Researchers have discovered that failing to dispose of old photoreceptor cells leads to age-related macular degeneration.
The estimated number of people worldwide with age-related macular degeneration in 2020 was 196 million, increasing to 288 million in 2040. Though more than 50 genes are associated with the condition, the precise mechanism is unknown. Most people have a form of the condition, for which there are no known effective treatments.
In order to develop new therapies to treat the disease, University of Maryland School of Medicine (UMSOM) researchers are starting to understand what goes wrong in the disease. Using human and mice tissue, researchers showed that the process which removes the eye’s old, damaged light sensors is disrupted in macular degeneration.
Previously, the lead researcher had found out that many families with hearing disorders had genetic mutations in the gene for the CIB2 protein, and later work also showed that CIB2 was needed for vision in a large human family, as well as in zebrafish. Now, in this latest study, his team built on that previous work to dissect the intricate cell mechanisms behind retinal degeneration.

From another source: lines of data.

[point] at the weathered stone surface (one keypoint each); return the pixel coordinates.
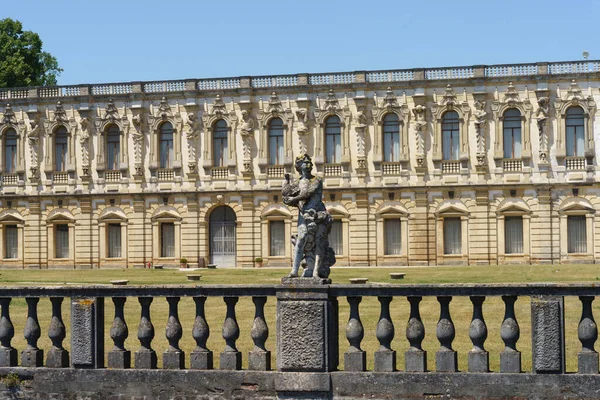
(547, 323)
(87, 332)
(301, 334)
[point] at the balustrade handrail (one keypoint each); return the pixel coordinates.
(292, 80)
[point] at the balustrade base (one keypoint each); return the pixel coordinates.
(587, 362)
(415, 361)
(32, 358)
(510, 361)
(446, 361)
(355, 361)
(384, 361)
(201, 360)
(479, 361)
(145, 359)
(259, 360)
(173, 360)
(230, 360)
(57, 358)
(8, 357)
(119, 359)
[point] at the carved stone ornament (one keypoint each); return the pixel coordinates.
(311, 244)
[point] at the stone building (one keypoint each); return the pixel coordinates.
(460, 165)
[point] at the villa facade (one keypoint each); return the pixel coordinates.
(461, 165)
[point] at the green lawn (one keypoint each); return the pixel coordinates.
(460, 307)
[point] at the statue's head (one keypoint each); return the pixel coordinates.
(303, 159)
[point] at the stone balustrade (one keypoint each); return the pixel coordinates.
(298, 80)
(307, 329)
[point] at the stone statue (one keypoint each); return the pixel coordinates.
(311, 246)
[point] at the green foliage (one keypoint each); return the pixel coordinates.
(22, 61)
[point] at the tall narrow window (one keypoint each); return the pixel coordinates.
(11, 241)
(575, 132)
(114, 240)
(450, 136)
(512, 133)
(166, 145)
(393, 243)
(61, 239)
(333, 140)
(391, 138)
(167, 239)
(276, 141)
(10, 151)
(576, 234)
(277, 238)
(220, 143)
(113, 146)
(452, 236)
(336, 237)
(513, 235)
(61, 143)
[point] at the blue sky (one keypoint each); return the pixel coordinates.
(115, 41)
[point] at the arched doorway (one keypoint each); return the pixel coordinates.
(222, 236)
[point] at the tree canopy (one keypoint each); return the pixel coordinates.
(22, 61)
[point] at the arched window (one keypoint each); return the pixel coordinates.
(220, 143)
(166, 145)
(61, 143)
(512, 133)
(391, 138)
(10, 151)
(450, 135)
(575, 132)
(113, 144)
(276, 141)
(333, 140)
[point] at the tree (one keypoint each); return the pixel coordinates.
(22, 61)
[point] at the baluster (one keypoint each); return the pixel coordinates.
(145, 357)
(259, 358)
(173, 357)
(510, 357)
(588, 334)
(201, 357)
(32, 356)
(119, 357)
(355, 359)
(415, 358)
(385, 357)
(231, 358)
(8, 354)
(58, 357)
(445, 358)
(478, 356)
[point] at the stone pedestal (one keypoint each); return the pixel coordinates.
(119, 359)
(87, 332)
(307, 330)
(201, 360)
(548, 334)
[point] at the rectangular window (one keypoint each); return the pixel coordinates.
(114, 240)
(336, 237)
(393, 243)
(452, 236)
(61, 240)
(577, 234)
(277, 238)
(167, 239)
(513, 235)
(11, 241)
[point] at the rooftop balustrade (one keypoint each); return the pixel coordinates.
(302, 80)
(307, 325)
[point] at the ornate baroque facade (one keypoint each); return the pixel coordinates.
(467, 165)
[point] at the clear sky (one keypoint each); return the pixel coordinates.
(132, 40)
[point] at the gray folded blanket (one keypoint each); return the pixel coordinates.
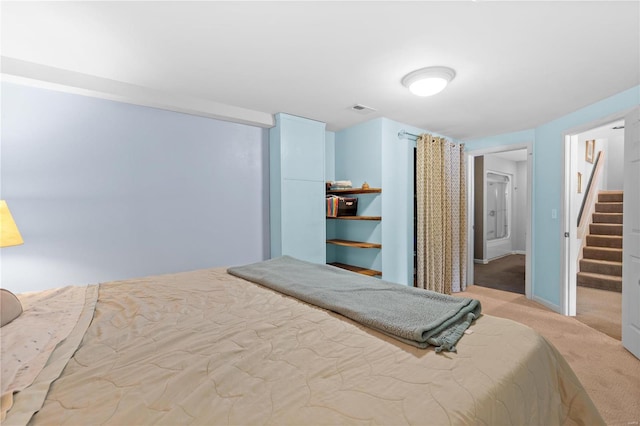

The team compared healthy mouse eyes to those from a mouse with the CIB2 protein genetically deleted. These CIB2 mutant mice were not disposing of their old light sensor proteins, called photoreceptors, like healthy mouse eyes did.
“Photoreceptors continue growing in tiny columns in the eye, but over time, light damages the photoreceptors. To combat this, support cells in the eye slowly munch on the old, damaged photoreceptors, keeping the columns the correct length,” explained first author Saumil Sethna, PhD, at the University of Maryland School of Medicine. “If the photoreceptors are not removed, or if the process is backed up due to slow digestion by the support cells, like in the CIB2 mutant mice, the undigested material builds up over time, which may contribute to blindness.”
The researchers then identified several components in this photoreceptor recycling process, including a group of proteins collectively called mTORC1, which is involved in many human diseases, including cancer, obesity, and epilepsy.
Since mTORC1 (part of a family called mTOR) is a decision-maker for many cellular functions including cleaning up cellular debris, the researchers examined mTORC1’s activity in the CIB2 mutant mice and saw that it was overactive. mTORC1 was also found to be overactive in eye tissue of people with a form of age-related macular degeneration. The findings therefore indicate that drugs against mTORC1 may be effective treatments for the most common type of age-related macular degeneration, according to the researcher.
“Researchers have tested many small molecules directed at mTORC1 to treat various diseases, but the problem is that mTOR is needed for so many other cell functions that there are major side-effects when you tinker with it,” said senior author Zubair M Ahmed, PhD, Professor of Otorhinolaryngology-Head & Neck Surgery and Ophthalmology at the University of Maryland School of Medicine. “In our study, we found a backdoor way to regulate mTORC1, which may bypass many of the unpleasant side-effects that normally occur with suppressing mTORC1. We think we may be able to use our new knowledge of this mechanism to develop treatments for age-related macular degeneration and other diseases as well.”